Mr Keogh told the largely British audience that the Australian Royal Commission into Defence and Veteran Suicide was underway, a necessary extremely important body of work.
But he added: “However, a negative side effect of the increased attention on these matters has been the false impression that all veterans are broken. The truth is that the very opposite is the case.”
He said that statistics show the vast majority of those who serve in Australia’s Defence Forces go on to have successful lives and careers when they transition to civilian life.
He added: “Indeed, they outperform the general population: they are more likely to be employed, they earn more, they have a higher level of education, they are healthier and more likely to own their own home. The skills they gain through service, the attributes they possess – leadership, teamwork, agility, an ability to work under pressure – are the skills in demand in every organisation, by every employer.”
Mr Keogh said that joining the Australian Defence Force sets up young people for success, and they rightfully should be acknowledged as some of the best in the business – no matter the business.
“So when the narrative tells us that veterans are broken, we need to change the story,’’ he insisted.
The royal commission has heard how suicide in Australian Defence Force members is a “significant concern”. According to the Australian Institute of Health and Welfare, ex-serving ADF members are at a much higher risk of suicide than other Australians, with males 24% more likely to die by suicide, and females double the risk than their peers in the general population.
But at this particularly heightened time when Europe is enveloped in two wars: the Russian invasion of Ukraine and the Israeli war against Hamas in Gaza, Mr Keogh believed that commemoration of service “done well, and appropriately” remembering those who served and lost their lives in conflict was also a pledge to work for peace.
He said: “There is no greater champion of peace than those lost, silent witnesses of war. Through commemoration, it is our solemn duty to give those silent witnesses a voice.’’
Mr Keogh is in the UK at a time of increased tension ahead of Saturday’s Armistice Day minute of silence with a pro-Palestinian march, which could attract 70,000 people, and which has had some extreme anti-Semitic elements attach themselves at previous marches, planned for the same day.

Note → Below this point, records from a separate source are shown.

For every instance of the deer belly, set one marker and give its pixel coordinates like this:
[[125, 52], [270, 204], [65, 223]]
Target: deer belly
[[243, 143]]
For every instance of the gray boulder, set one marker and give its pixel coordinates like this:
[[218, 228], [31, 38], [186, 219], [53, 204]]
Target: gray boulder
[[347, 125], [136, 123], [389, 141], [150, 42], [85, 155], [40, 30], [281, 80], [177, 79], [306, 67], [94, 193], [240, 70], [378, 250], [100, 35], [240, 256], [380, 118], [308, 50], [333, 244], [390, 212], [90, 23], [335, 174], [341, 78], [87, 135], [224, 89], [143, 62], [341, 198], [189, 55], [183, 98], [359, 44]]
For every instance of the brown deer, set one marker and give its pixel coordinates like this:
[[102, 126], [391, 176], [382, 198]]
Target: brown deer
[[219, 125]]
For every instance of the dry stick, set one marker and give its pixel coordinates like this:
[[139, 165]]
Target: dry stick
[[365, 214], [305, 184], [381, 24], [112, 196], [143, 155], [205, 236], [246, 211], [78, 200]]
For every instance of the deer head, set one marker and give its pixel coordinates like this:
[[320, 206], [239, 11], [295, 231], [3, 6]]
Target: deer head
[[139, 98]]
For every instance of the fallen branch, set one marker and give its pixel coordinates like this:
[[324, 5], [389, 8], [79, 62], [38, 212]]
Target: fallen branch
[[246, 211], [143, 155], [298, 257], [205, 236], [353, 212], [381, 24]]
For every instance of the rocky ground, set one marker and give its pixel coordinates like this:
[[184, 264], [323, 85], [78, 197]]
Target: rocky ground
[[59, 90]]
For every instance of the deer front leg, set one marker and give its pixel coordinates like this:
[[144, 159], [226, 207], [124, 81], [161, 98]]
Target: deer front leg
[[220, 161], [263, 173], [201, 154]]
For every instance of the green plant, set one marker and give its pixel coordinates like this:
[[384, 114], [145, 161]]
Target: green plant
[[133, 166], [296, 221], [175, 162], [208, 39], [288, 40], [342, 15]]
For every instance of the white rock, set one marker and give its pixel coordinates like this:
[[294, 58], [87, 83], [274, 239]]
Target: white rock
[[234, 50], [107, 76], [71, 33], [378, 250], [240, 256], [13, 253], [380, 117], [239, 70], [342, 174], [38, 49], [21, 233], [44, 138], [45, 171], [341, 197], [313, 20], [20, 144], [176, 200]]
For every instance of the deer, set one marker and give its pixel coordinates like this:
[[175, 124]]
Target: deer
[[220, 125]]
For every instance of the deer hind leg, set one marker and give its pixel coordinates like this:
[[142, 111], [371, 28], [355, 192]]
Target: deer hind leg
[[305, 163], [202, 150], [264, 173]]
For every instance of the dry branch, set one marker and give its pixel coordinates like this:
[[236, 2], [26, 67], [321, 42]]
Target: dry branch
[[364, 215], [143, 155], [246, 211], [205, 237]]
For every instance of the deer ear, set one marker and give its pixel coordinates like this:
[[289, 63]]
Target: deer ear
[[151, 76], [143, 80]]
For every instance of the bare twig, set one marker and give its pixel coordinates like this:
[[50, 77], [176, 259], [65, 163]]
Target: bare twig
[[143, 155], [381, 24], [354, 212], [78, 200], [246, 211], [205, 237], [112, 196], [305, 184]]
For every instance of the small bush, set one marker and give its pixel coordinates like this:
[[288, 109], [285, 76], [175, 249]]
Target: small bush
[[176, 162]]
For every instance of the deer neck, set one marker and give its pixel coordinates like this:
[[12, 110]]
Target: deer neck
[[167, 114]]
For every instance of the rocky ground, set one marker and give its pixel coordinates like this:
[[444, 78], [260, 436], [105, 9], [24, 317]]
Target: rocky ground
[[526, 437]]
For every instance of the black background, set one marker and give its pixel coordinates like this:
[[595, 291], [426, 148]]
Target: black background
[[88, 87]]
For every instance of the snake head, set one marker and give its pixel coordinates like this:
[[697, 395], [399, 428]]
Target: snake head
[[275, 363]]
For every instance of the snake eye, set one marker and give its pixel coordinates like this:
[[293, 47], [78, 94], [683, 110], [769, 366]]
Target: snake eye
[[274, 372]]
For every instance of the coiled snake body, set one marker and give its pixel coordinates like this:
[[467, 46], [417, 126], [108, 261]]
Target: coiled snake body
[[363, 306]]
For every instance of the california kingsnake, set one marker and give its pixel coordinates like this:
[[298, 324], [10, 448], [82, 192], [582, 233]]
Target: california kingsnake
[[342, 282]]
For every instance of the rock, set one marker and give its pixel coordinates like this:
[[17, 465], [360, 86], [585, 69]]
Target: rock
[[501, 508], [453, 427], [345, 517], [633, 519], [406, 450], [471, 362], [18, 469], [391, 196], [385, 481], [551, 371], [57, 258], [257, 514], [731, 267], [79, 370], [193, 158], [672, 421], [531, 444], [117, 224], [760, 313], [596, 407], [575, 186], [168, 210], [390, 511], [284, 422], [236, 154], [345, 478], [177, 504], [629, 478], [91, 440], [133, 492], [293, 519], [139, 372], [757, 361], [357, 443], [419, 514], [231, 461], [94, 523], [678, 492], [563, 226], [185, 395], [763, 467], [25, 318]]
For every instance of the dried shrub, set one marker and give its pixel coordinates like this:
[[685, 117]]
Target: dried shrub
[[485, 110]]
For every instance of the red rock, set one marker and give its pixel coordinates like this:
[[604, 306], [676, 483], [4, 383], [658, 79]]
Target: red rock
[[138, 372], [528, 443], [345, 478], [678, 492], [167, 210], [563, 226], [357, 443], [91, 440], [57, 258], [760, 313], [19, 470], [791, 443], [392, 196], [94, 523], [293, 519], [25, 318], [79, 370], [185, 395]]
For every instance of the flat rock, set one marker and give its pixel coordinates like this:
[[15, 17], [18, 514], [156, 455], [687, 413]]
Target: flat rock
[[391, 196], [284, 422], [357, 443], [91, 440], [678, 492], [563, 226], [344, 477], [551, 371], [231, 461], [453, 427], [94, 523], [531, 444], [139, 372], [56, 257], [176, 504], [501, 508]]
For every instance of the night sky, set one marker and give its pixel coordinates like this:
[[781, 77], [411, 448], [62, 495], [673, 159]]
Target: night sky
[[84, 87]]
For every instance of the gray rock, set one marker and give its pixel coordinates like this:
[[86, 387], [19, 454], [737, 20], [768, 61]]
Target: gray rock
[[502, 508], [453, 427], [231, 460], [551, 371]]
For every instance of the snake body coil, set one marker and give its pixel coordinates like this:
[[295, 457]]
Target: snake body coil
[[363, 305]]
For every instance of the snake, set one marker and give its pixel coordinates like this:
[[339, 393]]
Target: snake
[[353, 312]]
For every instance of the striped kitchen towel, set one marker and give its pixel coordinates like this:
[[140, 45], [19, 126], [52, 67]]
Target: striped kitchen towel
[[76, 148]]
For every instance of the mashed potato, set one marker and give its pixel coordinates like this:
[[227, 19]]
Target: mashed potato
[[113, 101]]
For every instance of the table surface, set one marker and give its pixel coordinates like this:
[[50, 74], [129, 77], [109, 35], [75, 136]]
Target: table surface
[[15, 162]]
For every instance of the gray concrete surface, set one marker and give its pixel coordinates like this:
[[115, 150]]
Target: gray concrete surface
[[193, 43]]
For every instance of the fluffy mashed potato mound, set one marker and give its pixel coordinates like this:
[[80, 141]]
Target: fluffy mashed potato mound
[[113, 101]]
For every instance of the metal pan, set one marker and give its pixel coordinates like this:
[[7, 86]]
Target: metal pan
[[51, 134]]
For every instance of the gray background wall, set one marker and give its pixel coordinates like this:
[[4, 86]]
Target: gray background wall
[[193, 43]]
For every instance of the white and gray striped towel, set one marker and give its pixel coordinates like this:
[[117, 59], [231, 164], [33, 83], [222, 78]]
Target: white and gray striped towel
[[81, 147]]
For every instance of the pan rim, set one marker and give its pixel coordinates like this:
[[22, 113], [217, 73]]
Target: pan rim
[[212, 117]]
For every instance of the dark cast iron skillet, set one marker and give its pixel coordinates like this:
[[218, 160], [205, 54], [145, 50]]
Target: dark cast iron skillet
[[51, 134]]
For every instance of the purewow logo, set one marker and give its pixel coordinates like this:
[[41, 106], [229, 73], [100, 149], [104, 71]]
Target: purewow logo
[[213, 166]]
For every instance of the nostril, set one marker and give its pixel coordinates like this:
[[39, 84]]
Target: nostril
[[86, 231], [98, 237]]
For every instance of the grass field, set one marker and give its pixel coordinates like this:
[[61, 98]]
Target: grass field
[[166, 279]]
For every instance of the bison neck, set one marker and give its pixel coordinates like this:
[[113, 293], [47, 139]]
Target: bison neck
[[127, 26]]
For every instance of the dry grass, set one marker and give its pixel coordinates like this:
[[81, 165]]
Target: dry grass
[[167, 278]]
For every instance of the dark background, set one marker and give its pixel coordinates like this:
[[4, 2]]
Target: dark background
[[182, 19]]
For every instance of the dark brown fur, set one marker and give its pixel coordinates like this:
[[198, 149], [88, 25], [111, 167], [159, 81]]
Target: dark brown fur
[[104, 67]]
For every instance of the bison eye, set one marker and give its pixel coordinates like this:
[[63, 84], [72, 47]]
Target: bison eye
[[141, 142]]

British prime minister Rishi Sunak has held the police commissioner to account for allowing the pro-Palestinian march on the same day as Remembrance for the war dead, while the Home Secretary Suella Braverman has accused the police of double standards in selectively enforcing the law.
Both believe the respectful commemoration of acknowledging the sacrifices of the war veterans should be quarantined from any protest march, but the police say a threshold of public disorder in order to ban the march has not been reached.
Mr Keogh said the commemoration of war will always have a role to play in the cause of peace, noting that the Australian War Memorial commemorates around 103,000 people who lost their lives in Australia’s name.
“Those are 103,000 stories, 103,000 people who never came home, all with families left to mourn,’’ Mr Keogh said.
“In Australia we value and honour the service of our veterans. We tell their stories and remember their sacrifices. And we want to do everything in our power to prevent that number from growing.
“Commemoration of war will always have a role to play in the cause of peace.”